There is no point in the folding. Both mad and madak use 64 bit, both use constant bus. With folding we also using one extra register and plus madak/madmk are VOP2, so preferable.

In D37389#859432, @rampitec wrote:

In D37389#859395, @arsenm wrote:

I don't think this is the right place for this. This is converting a two address instruction into another two address instruction. Why wasn't this matched to a v_madak originally?

It was selected as mac, and mac is preferable over mad or madmk.

In fact I do not see how madak is different from mad in the respect of two/three address. It really worth nothing that one of the register operands can be also folded into the instruction as immediate. If we would produce mad here and fold immediate later the result would be same, just more work. The pass needs to simplify operands and we do it. For the selection part I also do not see how could it efficiently deal with register pressure issues, it is just too early.

In D37389#861163, @rampitec wrote:

In D37389#859432, @rampitec wrote:

In D37389#859395, @arsenm wrote:

I don't think this is the right place for this. This is converting a two address instruction into another two address instruction.
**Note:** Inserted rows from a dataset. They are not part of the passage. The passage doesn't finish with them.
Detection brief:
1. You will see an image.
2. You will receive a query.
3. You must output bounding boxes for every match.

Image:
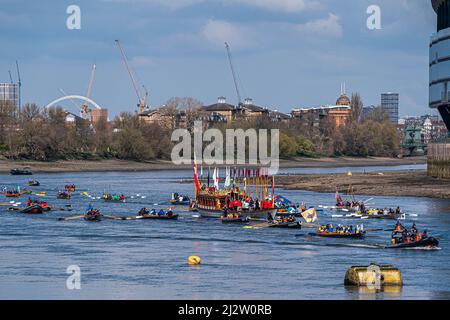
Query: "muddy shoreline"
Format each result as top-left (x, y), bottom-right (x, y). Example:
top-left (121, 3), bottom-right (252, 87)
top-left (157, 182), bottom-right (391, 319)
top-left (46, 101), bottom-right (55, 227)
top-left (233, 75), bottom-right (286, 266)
top-left (0, 156), bottom-right (426, 174)
top-left (276, 170), bottom-right (450, 199)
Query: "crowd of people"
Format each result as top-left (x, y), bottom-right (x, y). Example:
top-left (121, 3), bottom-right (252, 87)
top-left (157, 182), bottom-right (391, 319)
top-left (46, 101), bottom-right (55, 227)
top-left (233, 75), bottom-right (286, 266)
top-left (391, 222), bottom-right (428, 245)
top-left (319, 224), bottom-right (363, 235)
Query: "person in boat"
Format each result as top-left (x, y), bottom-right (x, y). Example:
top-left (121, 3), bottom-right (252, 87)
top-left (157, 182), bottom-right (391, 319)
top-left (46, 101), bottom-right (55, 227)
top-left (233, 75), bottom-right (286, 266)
top-left (158, 209), bottom-right (166, 216)
top-left (138, 208), bottom-right (150, 216)
top-left (150, 209), bottom-right (157, 215)
top-left (395, 207), bottom-right (401, 214)
top-left (222, 206), bottom-right (229, 218)
top-left (393, 221), bottom-right (404, 234)
top-left (422, 230), bottom-right (428, 239)
top-left (167, 209), bottom-right (174, 217)
top-left (411, 223), bottom-right (418, 235)
top-left (120, 194), bottom-right (125, 201)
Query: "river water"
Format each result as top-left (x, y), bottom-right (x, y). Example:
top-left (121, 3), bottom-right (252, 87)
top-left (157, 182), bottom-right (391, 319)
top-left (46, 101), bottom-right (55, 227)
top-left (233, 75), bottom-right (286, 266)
top-left (0, 166), bottom-right (449, 300)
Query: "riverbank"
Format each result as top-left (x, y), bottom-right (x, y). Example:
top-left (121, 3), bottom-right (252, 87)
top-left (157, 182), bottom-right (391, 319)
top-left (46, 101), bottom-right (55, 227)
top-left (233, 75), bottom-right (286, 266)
top-left (277, 170), bottom-right (450, 199)
top-left (0, 156), bottom-right (426, 173)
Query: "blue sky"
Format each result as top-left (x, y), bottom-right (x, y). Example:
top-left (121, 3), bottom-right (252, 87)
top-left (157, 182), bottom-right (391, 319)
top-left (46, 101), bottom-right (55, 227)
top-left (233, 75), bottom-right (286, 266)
top-left (0, 0), bottom-right (437, 117)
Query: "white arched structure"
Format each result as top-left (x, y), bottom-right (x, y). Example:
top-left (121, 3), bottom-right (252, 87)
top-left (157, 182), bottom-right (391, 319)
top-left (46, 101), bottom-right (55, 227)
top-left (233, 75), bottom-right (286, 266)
top-left (44, 95), bottom-right (102, 110)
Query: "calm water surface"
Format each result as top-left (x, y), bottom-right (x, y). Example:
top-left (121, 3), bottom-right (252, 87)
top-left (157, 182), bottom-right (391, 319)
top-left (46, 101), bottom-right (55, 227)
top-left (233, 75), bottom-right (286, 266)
top-left (0, 168), bottom-right (449, 300)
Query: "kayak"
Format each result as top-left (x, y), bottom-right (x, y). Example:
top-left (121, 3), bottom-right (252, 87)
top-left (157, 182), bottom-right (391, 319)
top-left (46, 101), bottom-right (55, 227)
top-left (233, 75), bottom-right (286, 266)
top-left (309, 231), bottom-right (366, 239)
top-left (221, 216), bottom-right (250, 224)
top-left (135, 214), bottom-right (179, 220)
top-left (386, 237), bottom-right (439, 249)
top-left (21, 204), bottom-right (44, 214)
top-left (269, 221), bottom-right (302, 229)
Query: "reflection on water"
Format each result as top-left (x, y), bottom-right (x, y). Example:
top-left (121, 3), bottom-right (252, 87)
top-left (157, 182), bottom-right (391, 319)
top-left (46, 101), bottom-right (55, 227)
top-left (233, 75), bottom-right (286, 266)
top-left (0, 168), bottom-right (449, 300)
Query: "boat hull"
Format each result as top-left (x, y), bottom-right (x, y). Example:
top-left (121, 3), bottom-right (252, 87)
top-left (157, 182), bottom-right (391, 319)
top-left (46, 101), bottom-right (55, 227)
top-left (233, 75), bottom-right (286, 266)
top-left (197, 208), bottom-right (277, 219)
top-left (221, 217), bottom-right (250, 224)
top-left (386, 237), bottom-right (439, 249)
top-left (21, 205), bottom-right (44, 214)
top-left (136, 214), bottom-right (179, 220)
top-left (269, 222), bottom-right (302, 229)
top-left (309, 232), bottom-right (366, 239)
top-left (84, 215), bottom-right (101, 222)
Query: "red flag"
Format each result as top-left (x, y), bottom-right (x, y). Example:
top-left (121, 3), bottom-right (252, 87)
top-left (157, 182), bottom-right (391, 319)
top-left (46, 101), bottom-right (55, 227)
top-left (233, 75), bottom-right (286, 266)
top-left (193, 162), bottom-right (200, 196)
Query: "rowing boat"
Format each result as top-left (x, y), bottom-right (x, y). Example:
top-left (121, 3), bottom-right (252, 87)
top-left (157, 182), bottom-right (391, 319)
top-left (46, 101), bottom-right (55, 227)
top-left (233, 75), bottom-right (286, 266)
top-left (135, 214), bottom-right (179, 220)
top-left (21, 204), bottom-right (44, 214)
top-left (169, 199), bottom-right (190, 205)
top-left (57, 192), bottom-right (71, 200)
top-left (386, 237), bottom-right (439, 249)
top-left (268, 221), bottom-right (302, 229)
top-left (221, 216), bottom-right (250, 224)
top-left (5, 193), bottom-right (21, 198)
top-left (84, 214), bottom-right (102, 222)
top-left (309, 230), bottom-right (366, 239)
top-left (28, 181), bottom-right (40, 187)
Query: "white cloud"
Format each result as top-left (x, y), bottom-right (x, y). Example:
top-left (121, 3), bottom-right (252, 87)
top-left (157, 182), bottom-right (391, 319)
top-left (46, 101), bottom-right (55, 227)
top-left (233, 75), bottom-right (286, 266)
top-left (103, 0), bottom-right (321, 12)
top-left (296, 13), bottom-right (343, 38)
top-left (201, 19), bottom-right (255, 49)
top-left (225, 0), bottom-right (321, 12)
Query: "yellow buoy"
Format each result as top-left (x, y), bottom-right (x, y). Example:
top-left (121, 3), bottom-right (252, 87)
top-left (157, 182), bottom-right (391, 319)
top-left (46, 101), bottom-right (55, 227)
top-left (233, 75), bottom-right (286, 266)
top-left (188, 256), bottom-right (201, 266)
top-left (345, 264), bottom-right (402, 287)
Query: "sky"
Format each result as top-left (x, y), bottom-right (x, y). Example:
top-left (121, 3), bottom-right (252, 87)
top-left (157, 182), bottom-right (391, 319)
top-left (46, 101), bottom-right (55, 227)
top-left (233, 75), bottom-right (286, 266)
top-left (0, 0), bottom-right (438, 117)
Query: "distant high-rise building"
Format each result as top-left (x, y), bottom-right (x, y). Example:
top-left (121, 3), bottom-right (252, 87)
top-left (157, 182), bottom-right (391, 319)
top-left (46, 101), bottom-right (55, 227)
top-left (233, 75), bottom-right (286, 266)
top-left (381, 93), bottom-right (399, 124)
top-left (430, 0), bottom-right (450, 133)
top-left (91, 108), bottom-right (108, 125)
top-left (0, 83), bottom-right (19, 108)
Why wasn't this matched to a v_madak originally?

It was selected as mac, and mac is preferable over mad or madmk.

In fact I do not see how madak is different from mad in the respect of two/three address. It really worth nothing that one of the register operands can be also folded into the instruction as immediate. If we would produce mad here and fold immediate later the result would be same, just more work. The pass needs to simplify operands and we do it. For the selection part I also do not see how could it efficiently deal with register pressure issues, it is just too early.

OK, I was thinking of s_mulk_i32/s_addk_i32 which is an inplace update of the register.

test/CodeGen/AMDGPU/madak.ll
40	Should add a test with 3 uses. We should consider not doing it for > 2 uses if optsize

rampitec added inline comments.Sep 6 2017, 3:25 PM

test/CodeGen/AMDGPU/madak.ll
40	We shall always use madak/madmk instead of v_mad_f32. Size of the instruction is the same: mad is VOP3, madak/madmk are VOP2 + literal. I.e. 64 bit VOP3 vs 32 bit VOP2 + 32 bit literal. At the same time we can save a register for the literal and move into that register. So even for the optsize we shall prefer these.

arsenm added inline comments.Sep 6 2017, 6:27 PM

lib/Target/AMDGPU/SIInstrInfo.cpp
2088	You don't need the isFullCopy check. COPY can't be used to materialize an immediate. Def->isMoveImm() instead of the separate opcode checks
2133	Braces
2134	What if this is an f16 mac?

rampitec updated this revision to Diff 114118.Sep 6 2017, 7:30 PM

rampitec marked 2 inline comments as done.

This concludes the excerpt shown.